The galley starts off towards Mytilene, to return the Vizier; you're informed that you'll be transferred to another ship when you reach that town. This takes not long; the sea is even and the galley handles the journey smoothly, due to it's size.
It is noon on the 20th when you arrive at the city upon the isle of Lesbos. The mainland of Anatolia is very close, just four miles away, big and impressive. Mytilene proper is a fair-sized city, but not quite large enough for a Fochlucan college. It has about 2000 buildings.
The wind turns, however, to the north, so that the journey north by ship would have to dare the Mytilene Strait beween Lesbos and the mainland potentially at night. As such, you're put up by the Vizier, and fed to excess, so that you can take a smaller boat the morning of the 21st. The Vizier finds a good roundship that can manage to take Enrico's horse in comfort.
At nine the morning of the 21st, the wind turns to the east and you start off down the passage. The wind is not in your favor but a few hours, however, before you find yourself tacking against a north wind. This proves most difficult and your journey is lengthened and lengthened until, at last, you round the cape and reach the town of Kumkale just before midnight. There is no proper harbour, so the Captain explains he will put you off with the light. You sail into Kumkale at about 6:30 am. It is not a very large place, just 20 buildings near a very large Byzantine ruin, untended for about three hundred years.
Kumkale is on the end of a point and you find yourself wading, with Enrico's horse, through the shallow water to the beach. The horse has had to swim about fifty yards between the ship and when it could begin to stride along the stony bottom.
You clean up, dry off, eat, enjoy the fact that you haven't had to pay for this last voyage either, then start off for Canakkale, which is about 12 miles to the northeast. Canakkale is on the Dardanelles; the road is rough and untended. The weather is dry and somewhat less warm than it has been in the Greek isles ~ note that it has been cool all day.

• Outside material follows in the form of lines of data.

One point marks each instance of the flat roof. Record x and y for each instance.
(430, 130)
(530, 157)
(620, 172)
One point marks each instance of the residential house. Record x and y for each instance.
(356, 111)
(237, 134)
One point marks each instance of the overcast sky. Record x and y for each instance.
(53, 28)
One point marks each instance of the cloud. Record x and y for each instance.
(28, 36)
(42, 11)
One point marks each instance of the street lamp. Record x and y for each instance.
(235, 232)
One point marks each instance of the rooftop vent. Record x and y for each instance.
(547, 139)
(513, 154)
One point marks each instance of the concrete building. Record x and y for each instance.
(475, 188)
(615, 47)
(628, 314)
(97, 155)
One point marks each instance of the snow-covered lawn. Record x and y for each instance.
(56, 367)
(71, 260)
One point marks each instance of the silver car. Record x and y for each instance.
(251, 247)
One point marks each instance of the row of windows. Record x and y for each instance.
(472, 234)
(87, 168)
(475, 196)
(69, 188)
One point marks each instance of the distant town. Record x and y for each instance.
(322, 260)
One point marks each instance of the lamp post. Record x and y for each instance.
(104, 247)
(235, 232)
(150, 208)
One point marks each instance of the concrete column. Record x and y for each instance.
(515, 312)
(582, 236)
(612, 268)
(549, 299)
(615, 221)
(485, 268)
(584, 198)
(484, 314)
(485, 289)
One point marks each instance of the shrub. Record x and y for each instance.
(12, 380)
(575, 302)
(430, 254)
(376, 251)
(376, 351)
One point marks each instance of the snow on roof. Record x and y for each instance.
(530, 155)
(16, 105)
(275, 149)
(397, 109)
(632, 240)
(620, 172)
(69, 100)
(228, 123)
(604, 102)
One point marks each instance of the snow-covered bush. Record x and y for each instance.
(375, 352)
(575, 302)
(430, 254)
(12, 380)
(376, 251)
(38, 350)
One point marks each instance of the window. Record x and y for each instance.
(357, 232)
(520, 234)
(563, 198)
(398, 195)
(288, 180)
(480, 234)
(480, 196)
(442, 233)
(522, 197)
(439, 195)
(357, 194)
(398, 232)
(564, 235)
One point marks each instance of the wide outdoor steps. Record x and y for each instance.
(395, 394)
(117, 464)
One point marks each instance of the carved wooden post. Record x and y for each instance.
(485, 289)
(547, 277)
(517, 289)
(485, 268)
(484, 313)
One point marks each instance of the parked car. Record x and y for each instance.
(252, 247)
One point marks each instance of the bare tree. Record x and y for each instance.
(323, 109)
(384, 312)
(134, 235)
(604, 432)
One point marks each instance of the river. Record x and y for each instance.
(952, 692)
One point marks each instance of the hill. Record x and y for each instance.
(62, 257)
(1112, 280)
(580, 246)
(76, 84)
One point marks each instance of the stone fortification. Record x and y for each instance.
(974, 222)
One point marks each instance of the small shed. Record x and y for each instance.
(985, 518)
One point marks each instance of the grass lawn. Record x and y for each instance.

You reach the town of Canakkale ~ all of 200 buildings ~ at three in the afternoon. Wanting to get across the strait, and it being cheapest here ~ only a silver piece per leg ~ you wait two hours for passage to Eceabat, on the other side. Eceabat is just a little larger than Kumkale was, but it has a large dock, which is in a state of continuous loading and unloading. A fair number of caravans (in Canakkale also) have pitched tents all around the small village, so that there are at least a thousand people wandering.
It is 6 pm, as I said. There is no where to stay in Eceabat ~ and I need the party to tell me what they want to do from here, so I will stop now.